Церковь Англии в начале 2000-х годов

В начале 2000-х годов Церковь Англии пользовалась огромным влиянием в обществе: двадцать шесть епископов являлись членами Палаты лордов, 27 тыс. священников, имевших право на пасторскую деятельность, осуществляли свои функции в храмах; 1100 капелланов несли свою службу в школах, колледжах, университетах, больницах, тюрьмах и воинских подразделениях[10]. Церковь Англии оказывала поддержку более чем 4700 школам: каждая четвертая начальная и каждая шестнадцатая средняя находились под её опекой (в этих школах обучалось около 1 млн детей)[10].

Организационная структура

См. также: Список англиканских диоцезов в Великобритании и Ирландии

Высший орган — Генеральный Собор (General Synod), состоящий из Палаты Епископов (House of Bishops), Палаты Клира (House of Clergy) и Палаты Мирян (House of Laity), высшие органы епархий — епархиальные соборы (Diocesan Synod), каждый из которых также состоят из палаты епископов, палаты клира и палаты мирян, во главе епархий стоят епископы (bishops), высшие органы благочиний — благочиннические соборы (deanery synod), во главе с благочинными (dean), приходов — приходские церковные советы (Parochial church council), избираемые верующими, во главе приходов стоят настоятели (priest). К:Википедия:Статьи без источников (тип: не указан)[источник не указан 3770 дней]

Вероучение

Доктринальные источники

Среди всех изменений, которые произошли с Церковью Англии за всю её историю, один из моментов, которые сохранились неизменными, это её приверженность вере, «уникально раскрытой в Святых Писаниях и установленной в кафолических символах веры»[www.cofe.anglican.org/about/churchlawlegis/canons/ministers.pdf].

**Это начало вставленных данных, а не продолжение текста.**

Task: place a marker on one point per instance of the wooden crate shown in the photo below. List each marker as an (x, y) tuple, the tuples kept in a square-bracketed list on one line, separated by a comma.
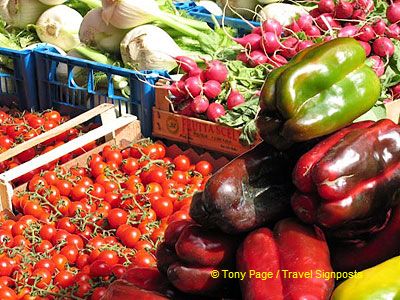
[(120, 131), (192, 131), (117, 131)]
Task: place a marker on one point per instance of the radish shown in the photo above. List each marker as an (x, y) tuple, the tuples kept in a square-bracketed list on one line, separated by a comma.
[(277, 60), (194, 86), (359, 14), (393, 13), (366, 5), (314, 12), (344, 10), (270, 42), (393, 31), (199, 104), (289, 49), (304, 44), (185, 109), (212, 89), (305, 22), (257, 58), (216, 70), (272, 25), (177, 89), (327, 19), (186, 63), (377, 65), (251, 41), (235, 98), (379, 27), (366, 46), (243, 57), (396, 91), (257, 30), (383, 46), (313, 31), (195, 72), (214, 111), (348, 31), (326, 6), (292, 27), (366, 33)]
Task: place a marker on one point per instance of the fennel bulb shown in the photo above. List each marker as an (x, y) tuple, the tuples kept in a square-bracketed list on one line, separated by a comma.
[(52, 2), (149, 47), (20, 13), (59, 26), (245, 8), (282, 12), (96, 33), (125, 14)]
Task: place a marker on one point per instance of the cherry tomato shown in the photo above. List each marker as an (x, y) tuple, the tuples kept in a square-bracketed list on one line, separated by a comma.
[(143, 259), (64, 279), (7, 294), (100, 269), (182, 163), (98, 293), (204, 168), (110, 257), (130, 236), (117, 217)]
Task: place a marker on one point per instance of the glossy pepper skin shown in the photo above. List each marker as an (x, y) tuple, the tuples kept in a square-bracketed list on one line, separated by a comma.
[(351, 176), (365, 253), (322, 89), (190, 253), (379, 282), (290, 247), (250, 191)]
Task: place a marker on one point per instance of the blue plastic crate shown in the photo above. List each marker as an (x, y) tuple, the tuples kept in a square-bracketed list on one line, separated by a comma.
[(201, 13), (185, 5), (65, 95), (18, 86)]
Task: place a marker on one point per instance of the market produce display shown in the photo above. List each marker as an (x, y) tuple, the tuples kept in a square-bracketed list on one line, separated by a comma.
[(77, 230), (17, 127), (310, 212)]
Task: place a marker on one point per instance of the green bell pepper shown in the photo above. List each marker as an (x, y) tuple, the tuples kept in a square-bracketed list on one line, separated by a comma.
[(324, 88), (381, 282)]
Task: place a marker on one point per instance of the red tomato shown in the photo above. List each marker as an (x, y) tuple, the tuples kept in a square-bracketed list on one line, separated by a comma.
[(143, 259), (100, 269), (204, 168), (110, 257), (163, 207), (130, 236), (7, 294), (64, 279), (181, 162), (117, 217), (130, 166), (98, 293)]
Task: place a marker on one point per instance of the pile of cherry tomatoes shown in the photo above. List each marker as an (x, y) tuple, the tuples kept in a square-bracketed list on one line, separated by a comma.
[(17, 127), (77, 230)]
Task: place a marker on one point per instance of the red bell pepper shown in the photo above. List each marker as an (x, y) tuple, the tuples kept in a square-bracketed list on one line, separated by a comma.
[(350, 176), (292, 259)]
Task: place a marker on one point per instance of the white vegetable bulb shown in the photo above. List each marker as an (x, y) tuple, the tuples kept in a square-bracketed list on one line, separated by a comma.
[(59, 26), (126, 14), (53, 2), (282, 12), (19, 13), (96, 33), (149, 47)]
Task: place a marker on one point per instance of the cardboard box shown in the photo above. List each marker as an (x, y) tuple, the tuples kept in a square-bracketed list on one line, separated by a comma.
[(193, 131)]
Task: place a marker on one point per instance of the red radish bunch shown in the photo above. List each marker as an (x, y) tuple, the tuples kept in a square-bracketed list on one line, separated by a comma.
[(195, 93)]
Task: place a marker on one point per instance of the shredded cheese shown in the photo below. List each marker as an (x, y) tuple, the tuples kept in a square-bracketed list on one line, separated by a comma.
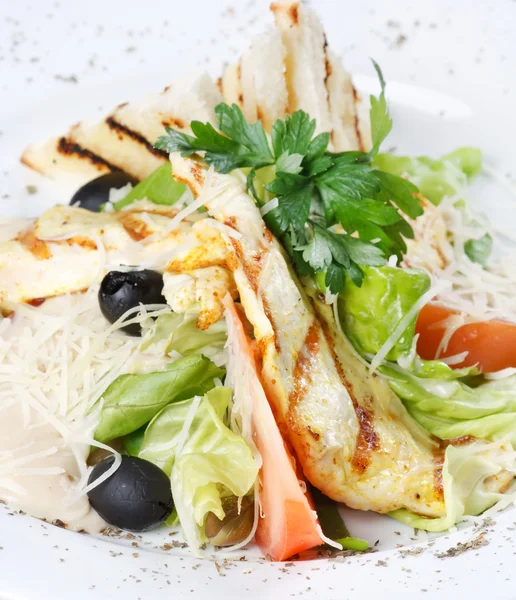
[(56, 360), (477, 293)]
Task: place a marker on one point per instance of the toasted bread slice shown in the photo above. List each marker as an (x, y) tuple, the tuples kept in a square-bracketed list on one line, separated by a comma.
[(59, 156), (125, 138), (305, 44), (257, 83), (316, 80)]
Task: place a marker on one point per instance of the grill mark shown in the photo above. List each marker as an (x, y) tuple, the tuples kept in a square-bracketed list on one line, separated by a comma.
[(239, 82), (252, 269), (328, 71), (170, 121), (438, 457), (137, 137), (82, 241), (302, 373), (69, 148), (293, 13), (137, 230), (367, 440), (35, 246), (438, 473), (361, 146), (36, 302)]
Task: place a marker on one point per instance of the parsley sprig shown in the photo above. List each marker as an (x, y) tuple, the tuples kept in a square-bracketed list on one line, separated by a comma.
[(335, 211)]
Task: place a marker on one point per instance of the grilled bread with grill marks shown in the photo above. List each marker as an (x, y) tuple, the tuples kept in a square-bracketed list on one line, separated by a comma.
[(286, 69)]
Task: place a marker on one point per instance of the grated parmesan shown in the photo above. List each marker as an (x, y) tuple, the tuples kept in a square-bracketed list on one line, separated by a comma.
[(56, 360)]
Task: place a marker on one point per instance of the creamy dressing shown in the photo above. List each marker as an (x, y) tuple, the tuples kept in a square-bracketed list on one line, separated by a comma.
[(55, 362), (36, 449)]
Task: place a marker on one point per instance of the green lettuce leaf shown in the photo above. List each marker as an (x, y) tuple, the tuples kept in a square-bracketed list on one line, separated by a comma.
[(190, 441), (133, 400), (435, 178), (464, 473), (450, 409), (178, 332), (369, 314), (159, 187)]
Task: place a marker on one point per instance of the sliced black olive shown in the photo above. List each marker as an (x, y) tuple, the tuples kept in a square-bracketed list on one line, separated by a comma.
[(136, 497), (120, 291), (95, 193)]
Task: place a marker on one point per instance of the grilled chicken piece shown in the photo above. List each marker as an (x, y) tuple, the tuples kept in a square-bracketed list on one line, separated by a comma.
[(60, 157), (291, 68), (67, 248), (351, 433)]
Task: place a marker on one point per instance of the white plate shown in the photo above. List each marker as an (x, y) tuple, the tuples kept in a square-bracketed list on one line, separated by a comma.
[(450, 71)]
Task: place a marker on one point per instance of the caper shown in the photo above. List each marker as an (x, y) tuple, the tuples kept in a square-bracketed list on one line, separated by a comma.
[(235, 526)]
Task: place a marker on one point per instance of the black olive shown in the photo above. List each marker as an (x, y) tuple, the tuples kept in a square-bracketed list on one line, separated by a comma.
[(120, 291), (136, 497), (95, 193)]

То, как Церковь Англии понимает эту веру, установленно в наиболее авторитетных документах, известных как «historic formularies». Этот термин обозначает документы XVI и XVII веков: 39 Статей англиканского вероисповедания (The Thirty-Nine Articles), Книга общих молитв (The Book of Common Prayer) и Ординал (the Ordinal или the Ordering of Bishops, Prests and Deacons).

  • 39 статей англиканского вероисповедания — это свод 39 доктринальных утверждений. По большей части работа Архиепископа Кранмера, свою окончательную форму этот свод обрел в 1571 году. Он являлся английским эквивалентом континентальных протестантских вероисповеданий XVI века, таких как Лютеранское Аугсбургское Вероисповедание (the Lutheran Augsburg Confession) 1530 или Реформированное Второе Гельветское Вероисповедание (the Reformed Second Helvetic Confession) 1566.
  • Книга общих молитв — The Book of Common Prayer (BCP) — это традиционный молитвенник Церкви Англии. Она также является, по большей части, работой Кранмера, но окончательно оформилась в 1662 году.
  • Ординал состоит из служб по «making, ordaining and consecrating» епископов, священников и диаконов. Он также является работой Кранмера и был окончательно оформлен в 1662 году.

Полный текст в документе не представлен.